Mandatory Volunteerism
Jude Wanniski
April 28, 1997


Memo To: General Colin Powell
From: Jude Wanniski
Re: 'Mandatory Volunteerism'

Congratulations on your President's Day 'Summit on Volunteerism' over the weekend in Philadelphia. If Americans have time left over after 1) working two jobs to make ends meet and 2) spending time with their spouses and children and 3) tending to problems that arise in the extended family of grandparents, uncles, aunts, nieces and nephews, they should by all means find a way to volunteer that surplus time and energy to their communities.

I'm afraid I can't agree with you, though, that the government should make it mandatory that high school students "volunteer" several hundred hours of their time in order to receive a diploma. My preference would be that the government make it mandatory that high school students know how to read and write and do long division before they receive their diplomas. Any surplus time students have after dealing with their studies should be left available to them to earn some money to get a head start toward college or toward life. Now that the government has made it mandatory that employers pay a higher minimum wage for work in the private sector, it makes little sense for government to make it mandatory that young adults work for free, for work considered desirable by government.

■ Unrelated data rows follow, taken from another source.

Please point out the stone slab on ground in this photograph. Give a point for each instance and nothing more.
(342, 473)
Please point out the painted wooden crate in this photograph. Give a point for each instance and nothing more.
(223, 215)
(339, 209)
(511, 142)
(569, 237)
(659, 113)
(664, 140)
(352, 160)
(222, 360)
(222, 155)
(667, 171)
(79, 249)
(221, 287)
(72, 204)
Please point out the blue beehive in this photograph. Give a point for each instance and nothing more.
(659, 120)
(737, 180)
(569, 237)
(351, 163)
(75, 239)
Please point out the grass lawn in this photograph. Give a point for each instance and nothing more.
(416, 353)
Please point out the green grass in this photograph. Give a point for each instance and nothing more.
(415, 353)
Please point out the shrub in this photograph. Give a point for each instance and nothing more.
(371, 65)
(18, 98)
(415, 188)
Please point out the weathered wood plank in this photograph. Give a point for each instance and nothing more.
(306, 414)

As you contemplate the contributions you will be able to make to your country in the years ahead, General Powell, I suggest you not jump into activities that have small or negative returns on your investment of time and energy. Remember always that the road to hell is paved with good intentions. Most of the recent social pathologies we find in the black community can easily be traced to the good intentions of Presidents Ford, Carter, Bush and Clinton. We would not need "mentoring" of single-parent children if they had two parents. The destruction of the American family, black and white, during the past 30 years, was obviously the result of our do-good welfare programs that offered free clothing, shelter, food, health care and beer to a single-parent family. Senator Daniel Patrick Moynihan predicted all this 30 years ago, but his teary-eyed, compassionate colleagues in Congress paid no attention. At the same time the tax increases of Presidents Ford, Carter, Bush and Clinton, enacted with the help of Senator Moynihan, were making it impossible for after-tax wages to keep pace with the prices faced by a two-parent family.

When you scratch your head in wonderment that so many conservatives were critical of your Summit, bear in mind their frustration in seeing you coming out of retirement to ask us all to pick up a pooper-scooper in following the parade of these four Presidents. Senator Moynihan, by the way, was on "Fox Sunday Morning "with Tony Snow yesterday. When asked what he thought about boosting volunteerism, he answered wryly that since the Government has run out of revenues for its do-good programs, it might as well ask for free volunteers.